A group of short, strange dwarves wait in a huddle when Thorin abandons them to come see what Bilbo's doing in the kitchens. Which, if he's honest, is mostly serving while Bombur stirs, and Bofur tells jokes.

Thorin's glare today is frustrated, but only incidentally offered in Bilbo's direction, as if the world in general is proving itself difficult to affect through sheer force of will.

"You look like you need a break." Bilbo feels compelled to point out. "Lunch?"

The silence is answer enough, and since a kingdom shouldn't have a hungry king, Bilbo puts together something and sets it in front of him. Thorin eats without having to be urged, but with a grudging reluctance that Bilbo suspects is for show. The food is very good, he knows because he helped make it.

"I hear you've been helping everyone," Thorin says, sounding quietly disgruntled.

"I've been trying," Bilbo admits. "Though I'm afraid I don't have a talent for stonework, or the strength to lift heavy debris. I do what I can though."

"You do far more than that. Though I shouldn't be surprised, after all this time." 

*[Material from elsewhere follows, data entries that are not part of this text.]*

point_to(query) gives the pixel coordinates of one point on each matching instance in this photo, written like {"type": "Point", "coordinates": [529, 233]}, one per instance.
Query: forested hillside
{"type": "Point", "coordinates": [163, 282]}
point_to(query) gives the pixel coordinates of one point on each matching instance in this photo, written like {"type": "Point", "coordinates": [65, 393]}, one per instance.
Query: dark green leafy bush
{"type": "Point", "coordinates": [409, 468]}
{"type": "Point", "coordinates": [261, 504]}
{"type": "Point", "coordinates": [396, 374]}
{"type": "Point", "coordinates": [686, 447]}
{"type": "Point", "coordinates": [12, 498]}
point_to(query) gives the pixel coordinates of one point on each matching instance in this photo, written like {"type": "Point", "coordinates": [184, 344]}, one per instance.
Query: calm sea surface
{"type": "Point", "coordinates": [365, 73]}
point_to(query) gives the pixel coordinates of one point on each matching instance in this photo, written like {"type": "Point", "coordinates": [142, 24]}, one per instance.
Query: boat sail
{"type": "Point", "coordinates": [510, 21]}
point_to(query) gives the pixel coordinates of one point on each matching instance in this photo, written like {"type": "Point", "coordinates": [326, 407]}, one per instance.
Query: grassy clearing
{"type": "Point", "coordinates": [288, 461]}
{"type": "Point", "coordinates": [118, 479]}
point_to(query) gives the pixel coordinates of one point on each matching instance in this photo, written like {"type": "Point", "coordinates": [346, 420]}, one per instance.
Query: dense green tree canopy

Bilbo's starting to think that dwarves find modesty suspicious. The way they poke at it, as if to find something lurking beneath. But Bilbo is rather enjoying watching the broken kingdom come to life, watching dwarves he's come to care for work to pull it alive again. Even though it's not really his.

Thorin's staring at him again, as if Bilbo has missed something rather important.

"You're looking at me like I've done something," Bilbo says. "Did I? Do something that is?"

"No," Thorin says. "No, you have done nothing at all." There's nothing but frustration in the words and Bilbo is going to ask what he means by that. But Thorin's already being whisked away, by people who are probably very important indeed. And he's left standing there, holding Thorin's empty plate, and feeling very confused indeed.

-

The necklace really is too much.

Literally too much as it turns out when he lifts it in both hands. Bilbo's neck wasn't built to support that much gold, and he'd never realised how heavy emeralds were, never had cause to lift one. He tells the dwarf at the door that he couldn't possibly accept it, since it was clearly very expensive, and he really hadn't done anything to deserve it. Couldn't possibly have done. He puts it back in its box, and shuts it, and is most insistent about it.

The dwarf at the door stares at him as if he's mad for a very long minute, then bows and heads off down the corridor.

-

Bilbo is trying vainly to wash ink out of the sleeve of his shirt in the small sink in his room. The shirt had come a long way with him and he's loath to throw it out, but he fears there's no salvaging it. He leaves it to soak (under no illusion that it will magically become cleaner, but hoping nonetheless.)

The knock at his door has a rather familiar sort of demand to it. So Bilbo isn't surprised at all to open it and find Thorin on the other side, even at what would normally be considered an unsociable hour. He waves him in, and then shuts the door behind him, because that's what you do when you have guests. Though after a long period of silence Bilbo half suspects Thorin's going to stand there all night and not talk at all. 

He thinks about offering more tea, tea is acceptable at any time of night. But Thorin takes a breath not a second later.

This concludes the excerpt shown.